Q: Just how large is 170 billion tweets?
A: Enough to stump even the Library of Congress.
In a recent blog post, the Library of Congress recently announced that it had archived 170 billion tweets from the years 2006 to 2010 in its Twitter archive. Given Twitter’s reputation as the foremost pop culture diary, this archive represents a swath of information valuable to researchers of all kind. Sociologists, political scientists, and even nutritionists (admit it-you have posted about your lunch) can gain insight to broader trends in American society. Never before has so much candid, personal information been readily preserved and centralized, meaning future applications of this information could be both remarkable and even slightly embarrassing.
The Twitter archive remains off the shelves
However, the Twitter archive remains off the library shelves, so to speak. The Library of Congress noted that it processes 500 million tweets a day, meaning that the current archive of 170 billion tweets could double in size within a year. And, even though tweets may only be 140 characters long, making this Twitter archive both readily available and quickly searchable remains the primary challenge for the Library of Congress today. Simply put, the sheer size of the Twitter archive makes a search function painfully slow, especially by today’s standards. A query of the 2006-2010 archive can take upwards of a full day to complete. As anyone who has had to research anything can attest, the current solution is thus not a practical.

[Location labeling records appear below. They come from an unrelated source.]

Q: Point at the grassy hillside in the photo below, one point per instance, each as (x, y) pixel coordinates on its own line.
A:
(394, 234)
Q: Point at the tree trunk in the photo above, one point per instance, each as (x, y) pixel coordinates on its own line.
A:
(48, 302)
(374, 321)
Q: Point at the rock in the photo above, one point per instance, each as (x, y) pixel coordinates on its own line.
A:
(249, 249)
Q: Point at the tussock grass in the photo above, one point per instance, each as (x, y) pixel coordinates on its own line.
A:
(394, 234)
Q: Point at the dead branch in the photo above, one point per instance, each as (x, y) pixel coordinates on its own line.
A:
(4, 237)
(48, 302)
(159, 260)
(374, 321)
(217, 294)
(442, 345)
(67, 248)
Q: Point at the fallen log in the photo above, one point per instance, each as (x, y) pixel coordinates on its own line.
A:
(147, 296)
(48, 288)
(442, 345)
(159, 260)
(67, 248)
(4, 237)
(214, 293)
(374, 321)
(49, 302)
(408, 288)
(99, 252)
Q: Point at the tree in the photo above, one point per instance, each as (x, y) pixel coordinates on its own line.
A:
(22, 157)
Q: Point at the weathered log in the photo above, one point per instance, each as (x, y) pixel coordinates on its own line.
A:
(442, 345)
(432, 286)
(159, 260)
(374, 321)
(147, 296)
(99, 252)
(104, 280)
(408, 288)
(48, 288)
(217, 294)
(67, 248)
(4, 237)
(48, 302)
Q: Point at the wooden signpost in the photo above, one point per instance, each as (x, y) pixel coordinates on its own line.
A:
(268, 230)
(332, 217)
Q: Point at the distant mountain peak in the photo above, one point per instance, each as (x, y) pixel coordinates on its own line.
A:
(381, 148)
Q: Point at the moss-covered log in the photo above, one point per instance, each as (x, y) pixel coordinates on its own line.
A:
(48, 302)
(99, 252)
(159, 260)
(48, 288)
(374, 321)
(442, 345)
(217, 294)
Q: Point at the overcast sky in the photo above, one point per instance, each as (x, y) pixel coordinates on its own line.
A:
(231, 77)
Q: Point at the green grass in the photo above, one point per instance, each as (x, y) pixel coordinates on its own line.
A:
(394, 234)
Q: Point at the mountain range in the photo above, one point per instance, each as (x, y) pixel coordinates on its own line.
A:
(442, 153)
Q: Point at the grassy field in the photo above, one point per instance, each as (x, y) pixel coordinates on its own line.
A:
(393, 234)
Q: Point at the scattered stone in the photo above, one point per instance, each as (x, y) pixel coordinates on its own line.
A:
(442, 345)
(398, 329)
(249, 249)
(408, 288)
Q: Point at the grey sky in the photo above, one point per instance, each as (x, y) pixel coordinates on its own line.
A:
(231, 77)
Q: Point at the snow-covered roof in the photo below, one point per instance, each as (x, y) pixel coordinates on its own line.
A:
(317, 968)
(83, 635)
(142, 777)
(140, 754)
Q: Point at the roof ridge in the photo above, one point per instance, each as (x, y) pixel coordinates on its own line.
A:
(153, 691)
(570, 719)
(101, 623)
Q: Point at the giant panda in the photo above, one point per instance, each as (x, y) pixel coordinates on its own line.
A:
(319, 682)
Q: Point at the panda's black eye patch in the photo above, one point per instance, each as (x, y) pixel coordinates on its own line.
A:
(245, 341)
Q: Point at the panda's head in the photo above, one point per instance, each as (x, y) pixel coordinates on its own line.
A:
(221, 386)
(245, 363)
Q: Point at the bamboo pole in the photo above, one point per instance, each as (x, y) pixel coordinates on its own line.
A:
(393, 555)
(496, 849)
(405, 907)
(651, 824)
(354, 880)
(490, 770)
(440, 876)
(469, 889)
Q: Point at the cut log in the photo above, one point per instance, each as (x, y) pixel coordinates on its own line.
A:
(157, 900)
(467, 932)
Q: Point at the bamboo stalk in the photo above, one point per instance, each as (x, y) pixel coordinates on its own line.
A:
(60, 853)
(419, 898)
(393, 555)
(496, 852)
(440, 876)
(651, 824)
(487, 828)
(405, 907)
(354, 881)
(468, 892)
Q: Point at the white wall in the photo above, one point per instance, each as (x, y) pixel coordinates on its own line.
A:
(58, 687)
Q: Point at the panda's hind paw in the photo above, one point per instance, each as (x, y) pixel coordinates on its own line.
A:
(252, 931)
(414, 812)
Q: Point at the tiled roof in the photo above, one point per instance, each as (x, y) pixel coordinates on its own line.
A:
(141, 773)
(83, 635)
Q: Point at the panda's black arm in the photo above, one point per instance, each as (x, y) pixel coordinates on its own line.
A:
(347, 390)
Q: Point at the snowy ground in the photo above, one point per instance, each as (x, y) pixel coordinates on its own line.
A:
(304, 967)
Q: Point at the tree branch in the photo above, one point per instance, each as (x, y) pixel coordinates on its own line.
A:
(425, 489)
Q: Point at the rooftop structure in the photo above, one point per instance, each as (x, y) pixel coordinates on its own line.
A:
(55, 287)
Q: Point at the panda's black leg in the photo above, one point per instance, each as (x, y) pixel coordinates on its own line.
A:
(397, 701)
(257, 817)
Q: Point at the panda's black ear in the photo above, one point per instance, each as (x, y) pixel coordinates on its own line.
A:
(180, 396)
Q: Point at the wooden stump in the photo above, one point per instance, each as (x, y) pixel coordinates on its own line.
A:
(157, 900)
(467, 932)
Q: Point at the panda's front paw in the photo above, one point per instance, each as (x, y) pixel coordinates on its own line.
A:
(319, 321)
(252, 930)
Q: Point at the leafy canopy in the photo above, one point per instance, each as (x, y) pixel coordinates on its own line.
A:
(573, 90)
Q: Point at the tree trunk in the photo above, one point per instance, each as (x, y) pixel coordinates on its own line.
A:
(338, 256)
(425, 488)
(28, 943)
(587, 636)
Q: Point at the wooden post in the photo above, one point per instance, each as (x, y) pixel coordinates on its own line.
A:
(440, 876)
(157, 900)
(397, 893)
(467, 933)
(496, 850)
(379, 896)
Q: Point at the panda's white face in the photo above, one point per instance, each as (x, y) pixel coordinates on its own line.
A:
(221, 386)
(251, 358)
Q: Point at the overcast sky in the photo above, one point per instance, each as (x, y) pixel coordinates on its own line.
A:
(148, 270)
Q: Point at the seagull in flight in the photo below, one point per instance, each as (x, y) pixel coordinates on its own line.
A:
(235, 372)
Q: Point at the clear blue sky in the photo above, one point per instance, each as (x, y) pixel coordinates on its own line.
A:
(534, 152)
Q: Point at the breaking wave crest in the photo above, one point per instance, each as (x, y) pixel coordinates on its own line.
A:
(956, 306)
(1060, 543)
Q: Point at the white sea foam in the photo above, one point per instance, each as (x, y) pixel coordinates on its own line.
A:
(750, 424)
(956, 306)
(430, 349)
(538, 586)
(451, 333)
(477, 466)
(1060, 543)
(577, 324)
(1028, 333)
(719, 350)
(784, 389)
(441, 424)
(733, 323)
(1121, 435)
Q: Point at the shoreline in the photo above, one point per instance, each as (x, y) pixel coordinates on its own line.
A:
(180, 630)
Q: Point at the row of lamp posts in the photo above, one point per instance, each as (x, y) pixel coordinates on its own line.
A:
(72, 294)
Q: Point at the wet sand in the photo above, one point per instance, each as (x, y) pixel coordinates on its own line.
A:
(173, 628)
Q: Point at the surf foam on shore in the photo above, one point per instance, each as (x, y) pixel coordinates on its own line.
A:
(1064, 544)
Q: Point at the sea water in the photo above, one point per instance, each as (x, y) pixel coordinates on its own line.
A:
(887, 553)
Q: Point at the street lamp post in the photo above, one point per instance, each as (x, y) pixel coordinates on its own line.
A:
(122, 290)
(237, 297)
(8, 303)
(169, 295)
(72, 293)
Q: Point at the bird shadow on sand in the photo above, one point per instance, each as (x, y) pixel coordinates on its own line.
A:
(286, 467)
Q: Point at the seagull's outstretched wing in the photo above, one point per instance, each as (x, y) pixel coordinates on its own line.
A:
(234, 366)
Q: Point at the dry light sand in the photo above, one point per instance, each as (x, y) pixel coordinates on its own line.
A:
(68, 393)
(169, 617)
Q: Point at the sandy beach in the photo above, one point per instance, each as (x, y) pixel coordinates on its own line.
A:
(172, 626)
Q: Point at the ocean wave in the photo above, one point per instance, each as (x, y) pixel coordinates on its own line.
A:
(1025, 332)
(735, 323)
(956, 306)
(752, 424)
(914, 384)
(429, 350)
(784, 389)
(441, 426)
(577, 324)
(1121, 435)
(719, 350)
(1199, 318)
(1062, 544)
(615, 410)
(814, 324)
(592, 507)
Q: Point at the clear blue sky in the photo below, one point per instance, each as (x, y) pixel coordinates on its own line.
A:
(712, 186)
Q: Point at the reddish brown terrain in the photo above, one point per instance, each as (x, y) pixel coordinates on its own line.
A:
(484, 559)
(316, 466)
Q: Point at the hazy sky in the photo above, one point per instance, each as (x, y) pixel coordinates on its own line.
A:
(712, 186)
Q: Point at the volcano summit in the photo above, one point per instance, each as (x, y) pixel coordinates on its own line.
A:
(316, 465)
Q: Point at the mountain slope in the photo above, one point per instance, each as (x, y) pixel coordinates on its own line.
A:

So, even though there have been over 400 research requests, the Library of Congress has denied access to the Twitter archive until a workable solution is implemented
The Library of Congress’ information paradox
Thus, the Library of Congress’ current situation represents the “Information Paradox.” Simply, there is so much information available to researchers that it actually a detriment to their studies. The sheer size of the archive makes it nearly impossible to navigate, meaning that the information has essentially buried itself. Prioritizing a solution to this problem, the Library of Congress hopes to address this paradox and make the Twitter archive readily available. Because, if there is one thing libraries pride themselves on, it is their ability to support the distribution of information to the public.